Section 4 — Visualization
Panel 1 — Convergence Curve: Plots the F1 trajectory across all 50 BO calls. Grey dots = random initialization; cyan dots = BO-guided proposals; orange line = running best; green dashed = baseline. The shift in quality between the two phases shows BO learning the objective landscape.
Panel 2 — Decision Boundary: decision_function output is rendered as a color field. The orange contour at $z=0$ is the learned boundary. False Positives (▲) and False Negatives (▼) are individually marked to show exactly where the model errs.
Panels 3 & 4 — 3D F1 Surfaces: scipy.griddata interpolates the scattered BO evaluations onto a regular grid. Panel 3 maps contamination × max_samples → F1; Panel 4 maps contamination × n_estimators → F1. These surfaces reveal objective landscape structure — flat plateaus vs sharp ridges — that a grid search would need orders of magnitude more evaluations to uncover.
Panel 5 — Sampled Parameter Space: 2D scatter of contamination vs max_samples colored by F1, showing how BO concentrates high-F1 samples around the optimal region as iterations progress.
Panel 6 — Per-Call F1 Bar: Direct visualization of the F1 returned on every call. The quality improvement in the cyan (BO) phase versus the grey (random) phase is clearly visible.
Panel 7 — Confusion Matrix: The final 2×2 matrix of the optimal model on the validation set. Color intensity encodes count; values are printed directly in cells.
Execution Results
Train: 761 samples | Val: 327 samples
Anomaly rate (val): 0.080
Running Bayesian Optimization (50 calls)...
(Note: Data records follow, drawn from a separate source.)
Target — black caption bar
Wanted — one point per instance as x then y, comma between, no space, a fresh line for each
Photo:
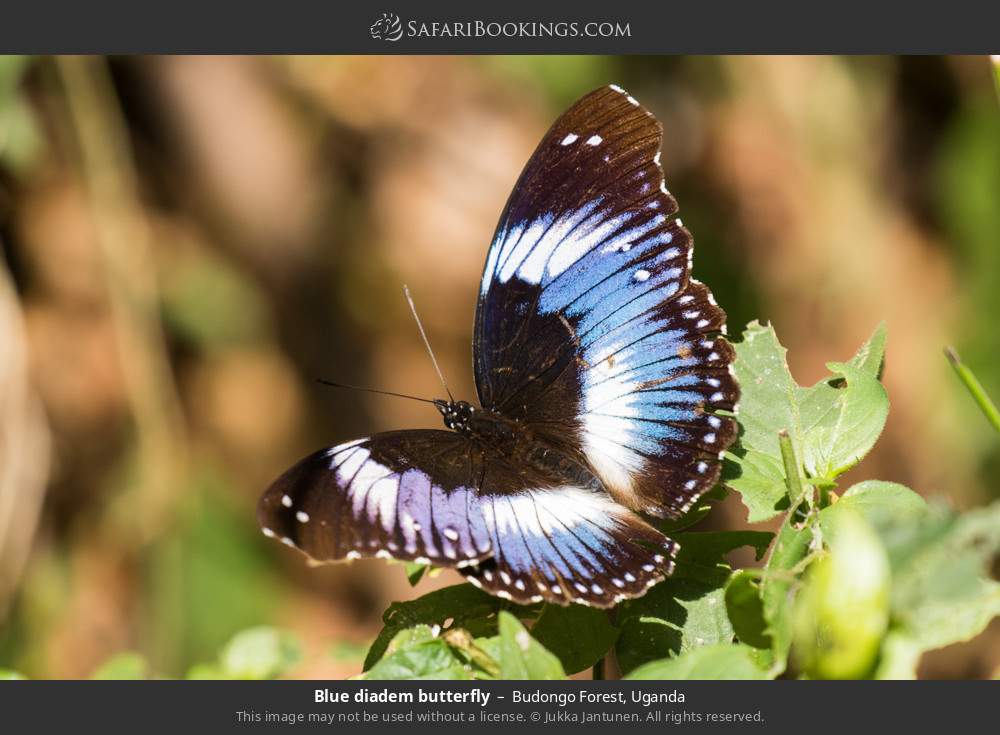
249,707
513,26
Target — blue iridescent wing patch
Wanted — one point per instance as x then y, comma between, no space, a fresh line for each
589,327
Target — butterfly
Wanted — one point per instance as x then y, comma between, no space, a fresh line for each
606,394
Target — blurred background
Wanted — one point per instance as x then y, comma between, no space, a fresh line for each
188,243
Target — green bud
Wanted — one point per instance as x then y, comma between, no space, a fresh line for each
842,613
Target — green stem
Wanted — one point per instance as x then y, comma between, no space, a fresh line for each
793,480
974,387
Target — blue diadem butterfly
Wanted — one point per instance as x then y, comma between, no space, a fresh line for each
601,372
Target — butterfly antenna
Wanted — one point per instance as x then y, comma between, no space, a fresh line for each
372,390
427,343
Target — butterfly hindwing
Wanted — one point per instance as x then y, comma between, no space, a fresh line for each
525,531
589,327
406,495
569,544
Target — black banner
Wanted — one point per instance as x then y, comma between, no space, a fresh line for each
514,26
247,707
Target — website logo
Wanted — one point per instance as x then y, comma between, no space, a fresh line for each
387,28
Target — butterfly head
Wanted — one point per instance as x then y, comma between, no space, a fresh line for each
457,414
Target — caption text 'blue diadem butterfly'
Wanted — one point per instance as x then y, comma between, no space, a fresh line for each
600,371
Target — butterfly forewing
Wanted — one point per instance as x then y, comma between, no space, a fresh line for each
589,327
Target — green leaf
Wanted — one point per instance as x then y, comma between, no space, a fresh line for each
768,403
778,586
259,653
460,605
580,636
746,609
415,572
206,672
521,656
843,425
721,661
418,653
831,424
701,508
878,502
128,665
688,609
942,590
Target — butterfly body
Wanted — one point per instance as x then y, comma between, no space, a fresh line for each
604,384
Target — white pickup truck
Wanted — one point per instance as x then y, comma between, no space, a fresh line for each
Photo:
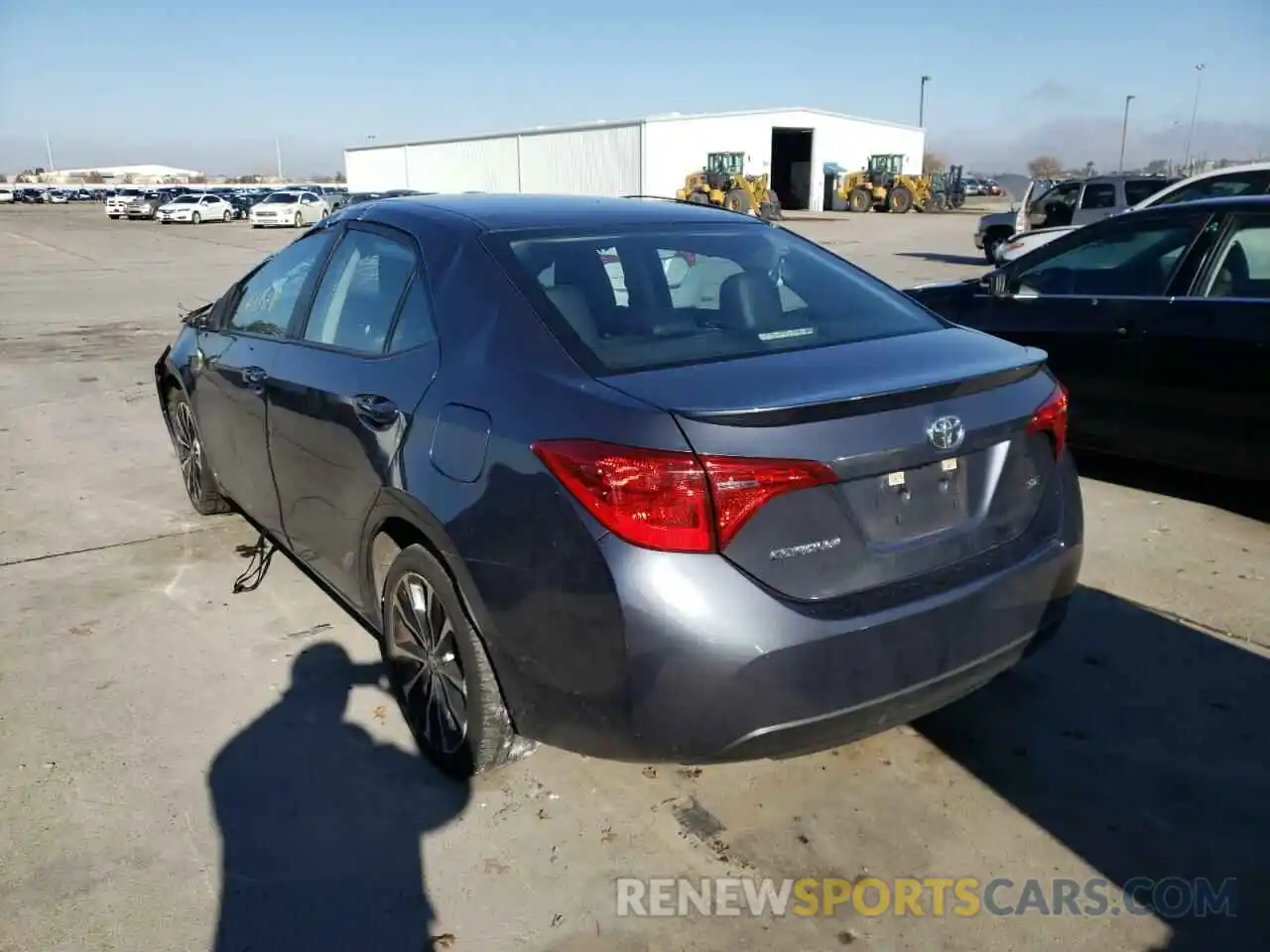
117,204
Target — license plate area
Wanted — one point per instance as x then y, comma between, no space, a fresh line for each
911,503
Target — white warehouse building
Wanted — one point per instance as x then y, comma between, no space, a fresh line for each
647,157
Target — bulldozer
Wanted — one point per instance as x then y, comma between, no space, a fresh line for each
722,181
881,185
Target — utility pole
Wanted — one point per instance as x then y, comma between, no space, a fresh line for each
1124,130
1191,136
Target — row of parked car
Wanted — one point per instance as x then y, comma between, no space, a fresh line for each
295,206
1051,208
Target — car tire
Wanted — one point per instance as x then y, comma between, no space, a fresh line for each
200,488
439,669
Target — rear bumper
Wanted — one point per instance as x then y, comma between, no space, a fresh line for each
710,666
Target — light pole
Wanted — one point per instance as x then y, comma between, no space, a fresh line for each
1124,130
1191,136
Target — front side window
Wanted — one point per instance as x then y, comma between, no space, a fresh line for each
359,294
1243,262
1133,258
270,298
656,298
1098,194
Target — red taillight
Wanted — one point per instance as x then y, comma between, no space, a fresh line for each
672,502
1052,417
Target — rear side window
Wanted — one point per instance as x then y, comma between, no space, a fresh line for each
658,298
1242,267
1141,189
359,293
1100,194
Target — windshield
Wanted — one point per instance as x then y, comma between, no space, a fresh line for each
638,299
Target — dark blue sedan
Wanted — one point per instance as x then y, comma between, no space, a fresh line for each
638,479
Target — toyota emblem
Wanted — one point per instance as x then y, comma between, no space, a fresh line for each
945,433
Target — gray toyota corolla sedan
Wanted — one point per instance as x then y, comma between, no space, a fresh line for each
638,479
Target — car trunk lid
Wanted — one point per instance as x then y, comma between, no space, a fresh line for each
928,434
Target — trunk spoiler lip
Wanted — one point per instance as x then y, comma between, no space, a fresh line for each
930,391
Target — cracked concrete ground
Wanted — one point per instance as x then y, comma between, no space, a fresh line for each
150,744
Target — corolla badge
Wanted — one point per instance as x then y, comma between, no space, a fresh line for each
947,433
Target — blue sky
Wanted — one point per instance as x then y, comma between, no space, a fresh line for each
169,82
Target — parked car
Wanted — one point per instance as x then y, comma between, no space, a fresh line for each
291,209
148,204
797,511
1069,203
333,195
195,208
1156,321
1251,179
117,204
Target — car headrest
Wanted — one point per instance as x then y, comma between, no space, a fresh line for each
749,302
571,301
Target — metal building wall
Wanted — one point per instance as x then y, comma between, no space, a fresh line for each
597,162
463,166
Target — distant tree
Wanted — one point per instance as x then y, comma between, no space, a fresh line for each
1044,167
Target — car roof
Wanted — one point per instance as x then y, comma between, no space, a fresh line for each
1216,206
511,212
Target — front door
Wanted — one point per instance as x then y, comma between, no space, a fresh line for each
238,361
1206,358
345,397
1084,299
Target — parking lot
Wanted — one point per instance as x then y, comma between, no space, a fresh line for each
139,698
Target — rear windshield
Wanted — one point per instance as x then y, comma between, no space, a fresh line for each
639,298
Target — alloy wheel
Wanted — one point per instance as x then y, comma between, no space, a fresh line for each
190,451
423,651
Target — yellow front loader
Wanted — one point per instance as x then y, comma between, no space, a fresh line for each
722,181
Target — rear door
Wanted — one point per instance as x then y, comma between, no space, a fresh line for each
345,397
1206,356
239,358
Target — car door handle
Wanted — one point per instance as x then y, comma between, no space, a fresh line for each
253,379
375,412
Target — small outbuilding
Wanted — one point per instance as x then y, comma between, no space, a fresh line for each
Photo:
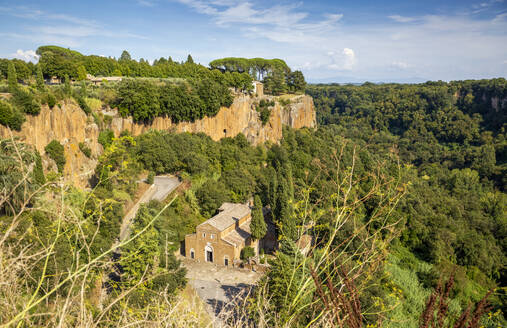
220,239
258,88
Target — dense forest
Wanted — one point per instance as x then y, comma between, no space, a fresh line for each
453,135
401,188
182,91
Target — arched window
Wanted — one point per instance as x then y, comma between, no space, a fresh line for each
208,253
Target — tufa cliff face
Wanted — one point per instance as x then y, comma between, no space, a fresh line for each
240,117
70,126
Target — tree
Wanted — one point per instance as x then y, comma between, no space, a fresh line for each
283,211
10,116
297,81
56,152
258,225
67,89
12,78
81,73
275,83
38,172
139,255
40,79
125,56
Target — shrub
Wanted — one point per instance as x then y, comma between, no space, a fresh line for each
56,152
10,116
85,149
151,178
51,100
25,101
265,115
247,253
84,106
93,103
106,137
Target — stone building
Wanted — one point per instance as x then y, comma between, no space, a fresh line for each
258,88
220,239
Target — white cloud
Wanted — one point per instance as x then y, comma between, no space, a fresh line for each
61,29
28,55
145,3
344,60
401,19
400,65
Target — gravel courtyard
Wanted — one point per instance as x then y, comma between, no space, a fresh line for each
220,288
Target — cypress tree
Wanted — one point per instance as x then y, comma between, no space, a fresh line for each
40,78
272,190
258,225
66,86
12,78
38,172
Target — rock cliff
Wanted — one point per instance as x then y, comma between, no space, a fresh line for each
70,125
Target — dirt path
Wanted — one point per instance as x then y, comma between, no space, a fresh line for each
222,289
162,186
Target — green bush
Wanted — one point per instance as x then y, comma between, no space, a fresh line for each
56,152
84,106
151,178
93,103
25,101
144,100
85,149
106,137
51,100
10,116
265,115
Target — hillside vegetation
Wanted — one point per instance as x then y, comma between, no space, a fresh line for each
401,189
182,91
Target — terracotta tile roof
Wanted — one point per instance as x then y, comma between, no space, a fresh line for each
229,214
238,236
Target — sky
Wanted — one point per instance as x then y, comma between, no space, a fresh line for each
330,41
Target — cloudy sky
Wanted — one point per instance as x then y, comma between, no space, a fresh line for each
341,41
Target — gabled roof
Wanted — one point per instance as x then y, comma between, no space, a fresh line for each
229,214
238,236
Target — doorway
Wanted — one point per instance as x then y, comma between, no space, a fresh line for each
208,253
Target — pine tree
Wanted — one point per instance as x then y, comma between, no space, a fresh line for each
40,79
12,78
125,56
81,73
258,225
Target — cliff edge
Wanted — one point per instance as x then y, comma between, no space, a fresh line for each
70,125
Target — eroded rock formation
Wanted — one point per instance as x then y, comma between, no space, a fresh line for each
70,125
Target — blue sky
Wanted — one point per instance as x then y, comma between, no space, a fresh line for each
341,41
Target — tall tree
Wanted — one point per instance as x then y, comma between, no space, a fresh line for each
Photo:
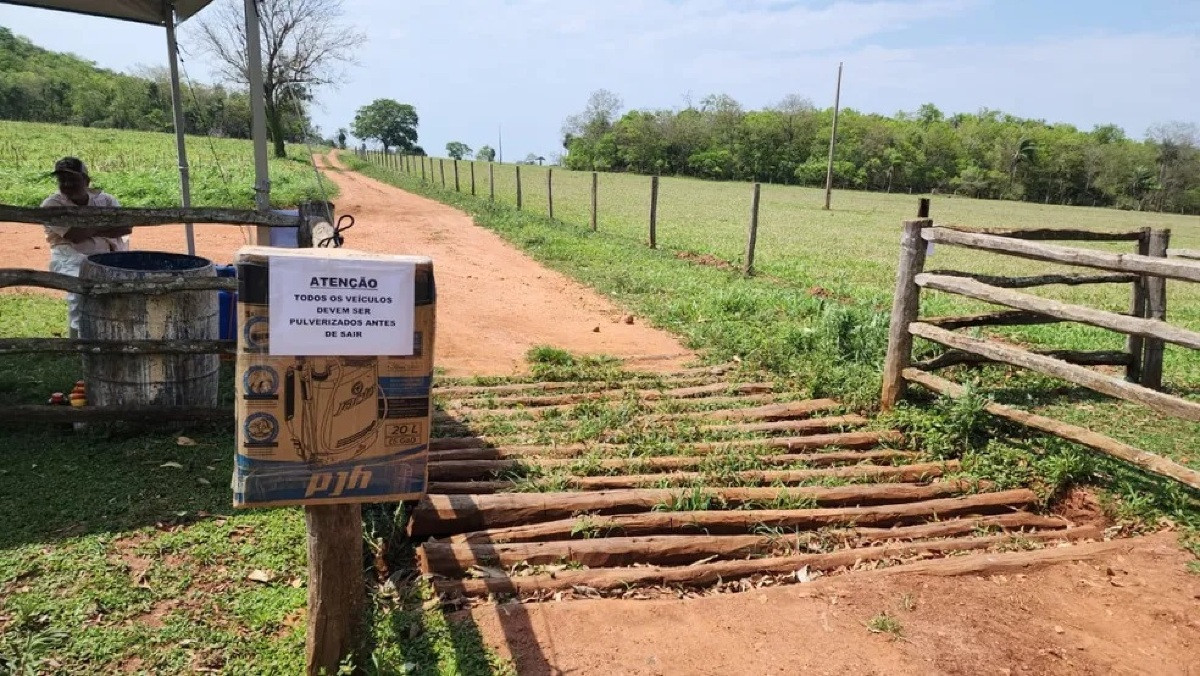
391,123
305,46
457,150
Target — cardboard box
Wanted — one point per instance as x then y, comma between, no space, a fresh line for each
331,429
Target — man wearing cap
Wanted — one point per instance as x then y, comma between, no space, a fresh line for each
69,245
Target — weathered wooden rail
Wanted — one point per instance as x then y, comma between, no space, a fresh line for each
1145,325
94,217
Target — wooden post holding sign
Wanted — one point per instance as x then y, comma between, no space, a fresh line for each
335,363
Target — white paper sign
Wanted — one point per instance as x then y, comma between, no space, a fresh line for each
324,306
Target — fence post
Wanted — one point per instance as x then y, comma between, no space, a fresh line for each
905,307
1156,309
654,211
594,198
1137,345
748,268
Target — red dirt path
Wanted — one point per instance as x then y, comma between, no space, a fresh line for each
1135,610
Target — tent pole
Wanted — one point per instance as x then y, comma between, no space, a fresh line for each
177,108
258,119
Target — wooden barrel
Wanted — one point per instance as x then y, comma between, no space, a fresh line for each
149,380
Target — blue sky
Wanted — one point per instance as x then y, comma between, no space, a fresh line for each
472,66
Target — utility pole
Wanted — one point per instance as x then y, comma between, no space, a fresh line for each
833,139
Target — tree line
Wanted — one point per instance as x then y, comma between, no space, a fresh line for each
40,85
987,154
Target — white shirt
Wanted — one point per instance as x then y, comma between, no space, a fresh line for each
93,244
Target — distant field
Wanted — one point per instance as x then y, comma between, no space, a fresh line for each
141,168
850,253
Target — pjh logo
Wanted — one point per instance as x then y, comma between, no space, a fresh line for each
321,482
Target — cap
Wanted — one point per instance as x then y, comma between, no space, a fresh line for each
71,165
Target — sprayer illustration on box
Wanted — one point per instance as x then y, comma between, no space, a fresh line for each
333,407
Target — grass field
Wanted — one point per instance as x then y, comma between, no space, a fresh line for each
141,168
847,255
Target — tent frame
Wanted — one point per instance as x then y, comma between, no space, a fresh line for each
167,18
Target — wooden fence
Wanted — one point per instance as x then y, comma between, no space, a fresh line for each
1145,325
414,166
94,217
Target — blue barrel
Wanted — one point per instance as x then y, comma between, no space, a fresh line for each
227,305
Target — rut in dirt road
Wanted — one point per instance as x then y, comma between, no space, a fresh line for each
495,303
697,478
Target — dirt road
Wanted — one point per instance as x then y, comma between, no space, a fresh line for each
495,303
1135,611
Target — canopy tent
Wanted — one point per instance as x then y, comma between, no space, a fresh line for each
142,11
168,13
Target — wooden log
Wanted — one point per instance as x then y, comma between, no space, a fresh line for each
91,217
336,588
457,558
1098,358
654,211
443,514
465,392
1071,256
595,201
1009,562
1156,310
703,574
18,346
813,442
1096,441
483,468
449,443
21,276
1078,375
921,472
743,521
785,411
643,394
541,411
1113,321
753,235
1068,279
905,307
1060,234
1135,345
1005,318
807,425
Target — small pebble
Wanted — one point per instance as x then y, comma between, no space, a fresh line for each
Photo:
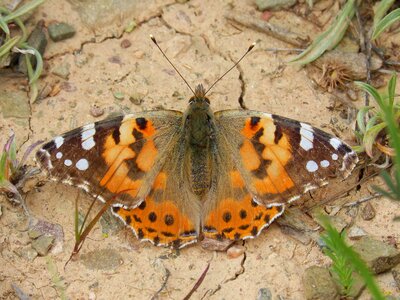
264,294
368,212
355,233
43,244
61,71
96,111
131,26
138,54
125,44
27,253
235,251
60,31
136,98
119,96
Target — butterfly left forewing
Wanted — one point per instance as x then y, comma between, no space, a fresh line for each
118,157
279,158
229,210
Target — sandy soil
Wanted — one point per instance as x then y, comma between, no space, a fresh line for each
202,44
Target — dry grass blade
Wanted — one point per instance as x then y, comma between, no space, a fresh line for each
330,38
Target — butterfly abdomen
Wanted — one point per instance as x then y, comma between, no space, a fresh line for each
200,170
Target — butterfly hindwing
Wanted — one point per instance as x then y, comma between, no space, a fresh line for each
279,158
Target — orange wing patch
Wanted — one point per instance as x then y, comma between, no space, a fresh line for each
265,152
161,223
129,153
236,220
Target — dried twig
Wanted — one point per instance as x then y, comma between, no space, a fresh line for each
366,47
362,200
275,31
167,275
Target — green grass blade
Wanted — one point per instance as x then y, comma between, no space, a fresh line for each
353,259
23,10
361,118
381,10
372,91
386,22
7,46
370,137
4,27
330,38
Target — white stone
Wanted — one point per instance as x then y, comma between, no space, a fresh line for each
307,136
82,164
311,166
324,163
335,142
59,141
88,144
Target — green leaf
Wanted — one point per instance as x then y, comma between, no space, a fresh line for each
352,259
370,137
330,38
23,10
4,26
386,22
7,46
381,10
361,118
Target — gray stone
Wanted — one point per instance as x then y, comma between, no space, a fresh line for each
14,104
43,244
60,31
355,233
38,40
378,255
264,294
368,212
34,233
110,224
104,259
61,71
396,275
356,288
274,4
318,284
27,253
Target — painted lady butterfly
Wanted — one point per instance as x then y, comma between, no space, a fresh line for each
178,176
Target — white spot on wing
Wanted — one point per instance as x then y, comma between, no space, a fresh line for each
59,141
88,144
324,163
311,166
307,137
88,131
82,164
335,142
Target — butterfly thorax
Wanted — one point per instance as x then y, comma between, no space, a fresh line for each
199,128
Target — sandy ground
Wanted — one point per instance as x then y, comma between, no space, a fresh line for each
202,44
Best Parameters : {'n_estimators': 395, 'max_samples': 0.9802843384145278, 'contamination': 0.06691589893530461}
Best F1 Score : 0.8750
Precision: 0.9545 | Recall: 0.8077 | F1: 0.8750
Confusion Matrix:
[[ 21 5]
[ 1 300]]
Baseline F1 : 0.7857

Figure saved.
Key Takeaways
The dominant insight is that the contamination hyperparameter drives most of the F1 variance: setting it far from the true anomaly rate $\rho = 0.08$ either misses anomalies (too low) or mislabels normal points (too high). The 3D surface in Panel 3 makes this ridge structure immediately visible.
Bayesian Optimization navigates to the optimal ridge in 50 evaluations. The surrogate-based acquisition balances exploitation of known good regions with exploration of uncertain ones:
$$\theta_{t+1} = \arg\max_\theta ; EI(\theta) = \arg\max_\theta ; \mathbb{E}!\left[\max!\left(\hat{f}(\theta) - f^+,, 0\right)\right]$$
where $\hat{f}(\theta)$ is the GP posterior mean and $f^+$ is the current best observed F1. This makes it the method of choice whenever each evaluation involves training a non-trivial model on a large dataset — precisely the regime that makes naive grid search impractical.